»Krank durch Arbeit?!« Unter diesem Titel fand die diesjährige ver.di-Fachtagung zur Behindertenhilfe am 19. und 20. September in Dortmund statt. Neben den Arbeitsbedingungen thematisierten die rund 90 Teilnehmer/innen, welche Auswirkungen das Bundesteilhabegesetz auf Beschäftigte und Menschen mit Behinderung haben wird.
Lotte Habermann-Horstmeier, Leiterin des Villingen Institute of Public Health der Steinbeis-Hochschule Berlin, berichtete über die bemerkenswerten Ergebnisse einer breit angelegten Fragebogenaktion. Demnach empfinden mehr als die Hälfte der Betreuungskräfte in Wohneinrichtungen der Behindertenhilfe ihre Tätigkeit als belastend. Knapp 40 Prozent der Befragten schätzen ihren Gesundheitszustand negativ ein. Mehr als jeder Vierte gibt an, mindestens einmal krank zur Arbeit gegangen zu sein. Und fast die Hälfte befürchtet einen Burnout in der näheren Zukunft.
Das hat auch Folgen für die Betreuungsqualität: Knapp 40 Prozent der Kolleginnen und Kollegen sind der Ansicht, dass sich die Überlastung negativ auf die Gesundheit bzw. das Wohlbefinden der Bewohnerinnen und Bewohner auswirkt. »Das passt genau zu den Erfahrungen, die ich tagtäglich als Betriebsrätin in meiner Einrichtung sammle«, betonte eine Kollegin. In den Arbeitsgruppen tauschten sich die Teilnehmer/innen der Tagung intensiv darüber aus, wie Beschäftigte unterstützt werden können, beispielsweise bei der Formulierung von Gefährdungsmeldungen.

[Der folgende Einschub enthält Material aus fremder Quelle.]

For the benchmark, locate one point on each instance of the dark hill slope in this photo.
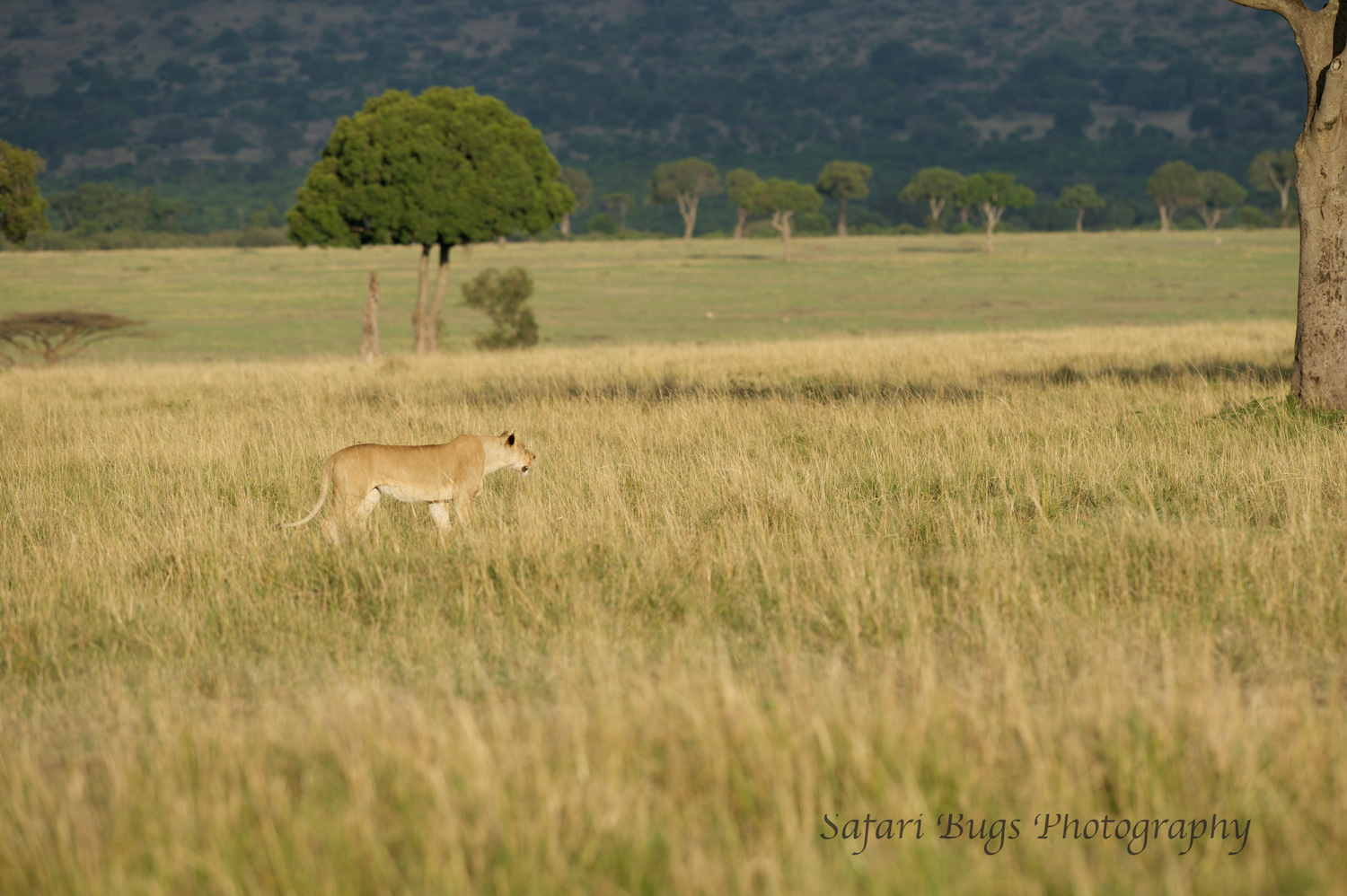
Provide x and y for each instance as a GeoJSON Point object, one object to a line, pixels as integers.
{"type": "Point", "coordinates": [226, 102]}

Am zweiten Konferenztag standen das Bundesteilhabegesetz und dessen mögliche Konsequenzen für betriebliche Interessenvertretungen im Mittelpunkt. Mit der Anerkennung der UN-Behindertenrechtskonvention hat sich die Bundesrepublik 2009 verpflichtet, allen Menschen mit Behinderung ein selbstbestimmtes Leben zu ermöglichen. Professor Franz Josef Düwell von der Universität Konstanz formulierte als einen Kernsatz, dass Inklusion mehr sei als Integration. Die Einrichtungen müssten viel stärker und konsequenter als bisher Leistungen anbieten, die auf die Bedürfnisse jedes einzelnen Menschen mit Unterstützungsbedarf zugeschnitten seien.
Auch die Interessenvertretungen müssen sich auf völlig neue Herausforderungen einstellen, beispielsweise bei der Mistbestimmung der Arbeitszeitgestaltung. Wie können Arbeitszeitmodelle auf die individuellen Bedürfnisse der Menschen mit Behinderung so zugeschnitten werden, dass sie nicht auf Kosten der Gesundheit des Personals gehen? Was kann gegen die weitere Zunahme prekärer Arbeitsverhältnisse unternommen werden – zum Beispiel in Form befristeter Verträge? Zu diesen und vielen weiteren Fragen lieferte die Tagung den Betriebsräten und Mitarbeitervertreter/innen hilfreiche Antworten. Am Ende beschlossen die Teilnehmer/innen einstimmig eine Solidaritätserklärung für die Kolleginnen und Kollegen in Krankenhäusern, die sich mit Streiks für mehr Personal und bessere Arbeitsbedingungen einsetzen.